Catolica, Hepatologia, Santiago, Chile); Ulrich Spengler, M.D. (Rheinische Friedrich-Wilhelms-Universitaet Bonn, Bonn, Germany); Rudolf Stauber, M.D. (MedUni Graz, Klinische Abteilung für Gastroenterologie und Hepatologie, Graz, Austria); Petr Urbanek, M.D. (Hepato-gastro-enterologie, Hradec Kralove, Gefitinib mouse Czech Republic); Elena Volchkova, M.D. (Clinical Hospital of Infectious Diseases #2, Moscow, Russian Federation); Miroslava Volfova, M.D. (Klin Med s.r.o., Praha, Czech Republic); Stefan Zeuzem, M.D. (Klinikum der Johann-Wolfgang-Goethe-Universitaet, Frankfurt,

Germany).
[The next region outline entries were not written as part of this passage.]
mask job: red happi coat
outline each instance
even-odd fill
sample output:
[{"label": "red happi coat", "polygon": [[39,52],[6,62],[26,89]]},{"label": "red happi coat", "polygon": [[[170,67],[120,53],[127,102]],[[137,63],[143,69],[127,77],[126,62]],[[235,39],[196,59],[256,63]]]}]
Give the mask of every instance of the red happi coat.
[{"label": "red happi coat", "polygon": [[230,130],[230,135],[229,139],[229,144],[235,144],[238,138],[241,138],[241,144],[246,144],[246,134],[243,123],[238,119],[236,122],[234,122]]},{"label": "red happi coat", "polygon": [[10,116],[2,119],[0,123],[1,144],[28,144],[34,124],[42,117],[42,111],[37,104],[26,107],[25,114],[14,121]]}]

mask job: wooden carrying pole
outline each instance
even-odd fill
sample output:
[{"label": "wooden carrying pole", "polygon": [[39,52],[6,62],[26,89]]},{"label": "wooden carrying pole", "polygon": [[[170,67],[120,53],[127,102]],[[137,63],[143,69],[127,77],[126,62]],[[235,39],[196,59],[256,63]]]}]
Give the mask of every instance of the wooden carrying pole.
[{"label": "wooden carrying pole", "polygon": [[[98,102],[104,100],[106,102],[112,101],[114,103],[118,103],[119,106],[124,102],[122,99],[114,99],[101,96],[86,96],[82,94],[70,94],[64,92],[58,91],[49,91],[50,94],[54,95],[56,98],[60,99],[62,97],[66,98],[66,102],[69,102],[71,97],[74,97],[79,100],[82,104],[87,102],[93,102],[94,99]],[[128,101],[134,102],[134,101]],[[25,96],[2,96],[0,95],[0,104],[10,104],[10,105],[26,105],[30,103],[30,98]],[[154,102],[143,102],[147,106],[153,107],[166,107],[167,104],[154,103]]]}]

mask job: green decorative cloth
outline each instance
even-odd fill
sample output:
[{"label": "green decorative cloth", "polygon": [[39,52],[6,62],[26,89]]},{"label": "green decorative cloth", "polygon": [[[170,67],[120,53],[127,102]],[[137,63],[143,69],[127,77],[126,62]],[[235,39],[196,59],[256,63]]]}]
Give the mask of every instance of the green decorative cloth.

Additional Supporting Information may be found in the online version of this article. “
“It is unclear how proliferating cells elicit suppression 上海皓元医药股份有限公司 on cell proliferation and how cancer cells evade this growth suppression. Using a loss-of-function screening of the human kinome and phosphatome to identify genes suppressing tumor initiation in human hepatocellular carcinoma (HCC), we identified 19 genes and characterized one of the top-scoring tumor suppressor candidates, protein tyrosine phosphatase receptor type F (PTPRF). We found that PTPRF was induced during cell proliferation by cell-cell contact. Ectopic expression of wild-type PTPRF, but not the phosphatase-inactive mutant, suppressed cell proliferation and colony formation in soft-agar assays. In contrast, PTPRF silencing led to cell hyperproliferation, enhanced tumor colony formation in soft agar, and increased xenograft tumor growth in nude mice. Mechanistically, PTPRF silencing showed aberrant ERK-dependent signaling including the phosphorylation/stabilization of v-myc avian myelocytomatosis viral oncogene homolog (MYC) through the direct activation of v-src avian sarcoma viral oncogene homolog (SRC) and suppression of PP2A. This PTPRF-mediated growth suppression during cell proliferation functioned independently of the Hippo-Yap pathway. Clinically, PTPRF was down-regulated in 42% HCC (37/89), 67% gastric cancer (27/40), and 100% colorectal cancer (40/40).